Roses blooming, trellis standing over a white iron bench, alive with the morning glories that were now missing from the dark green vines. There was an herb garden and a few hardy dahlias still clinging to life at the edges of the garden.

Beyond lay a sweeping yard of green that sloped toward cliffs that echoed with the thunder of waves crashing ashore. She stood there, in the silence, letting her heartbeat ease, her mind empty and tried to release the fury that had prompted her escape.

But it clung to her insides, chilling her to the soul.

Shaking her head, she turned from the sea and looked up the rise of a rolling hill to where a round tower stood, ancient and alone. Without even thinking about it, she started for the tower, drawn by its solitude and the promise of peace.

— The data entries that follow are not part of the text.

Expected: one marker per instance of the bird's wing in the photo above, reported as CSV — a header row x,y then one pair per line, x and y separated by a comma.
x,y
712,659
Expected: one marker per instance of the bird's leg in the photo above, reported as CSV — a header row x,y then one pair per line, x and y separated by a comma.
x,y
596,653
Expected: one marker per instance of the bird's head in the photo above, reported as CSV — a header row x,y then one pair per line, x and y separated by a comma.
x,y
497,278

She wasn’t dressed for it. Her skin felt as icy as her heart as the wind continued its relentless pushing at her. Her heels sank into the soft ground until she was fighting for every step and still she went on, determined to reach the top. Halfway there, she heard the sighing of the wind as it slipped past the tower and through what she realized was an ancient cemetery.

Laura kept going even when she heard Deirdre’s happy bark in the distance and coming closer. Swinging her hair back from her face, Laura stumbled, caught herself and went on, finally stepping out of her shoes altogether and carrying them in one hand. The long grass was soft and silky against her bare feet, but there were stones there as well and they scraped at her skin as she made her way higher.

Deirdre raced past her, barking in delight now, to have company on a run. Laura smiled in spite of the turmoil churning inside her until she heard an all-too-familiar voice coming from right behind her.

“You’ll be frozen,” Ronan warned, catching up to her and grabbing hold of her arm to stop her progress toward the tower.

“Doesn’t matter,” she argued, tugging free. “I’m fine.”

“What’re you doing, Laura?”

“I just needed to get out of that room.” She glanced at him, then back to the tower that stood like a beacon. It was taller than she had thought. At least twenty feet high, and would have been even taller when it was built. The top of the thing was broken off, snapped in two as if a giant had reached down and broken it in a temper.

“And come to the cemetery?” he asked, whipping off his overcoat to drape it around her. “In your bare feet?”

“My heels kept sinking.”

“Laura—”

She looked up at him then. “Leave me alone for a while, Ronan. Please.”

“No.” He cupped her face and the heat from his body touched her cold cheeks and swamped through her. “I’ll not. If you’re so determined to see the tower, I’ll go with you.”

Deirdre romped across the wide grassy expanse, chasing her own imagination across the field and up to where tilted tombstones stood in memory of those lost. There was a timelessness about this place, Laura thought. Centuries ago, this tower was built and the people then had been much the same as she and Ronan. The same wants and needs and fears and disappointments.

They’d lived and died and left their mark here, with this tower. With the tombstones.

What mark would she leave?

God, dark thoughts for a gray day on a windswept hill so far from home.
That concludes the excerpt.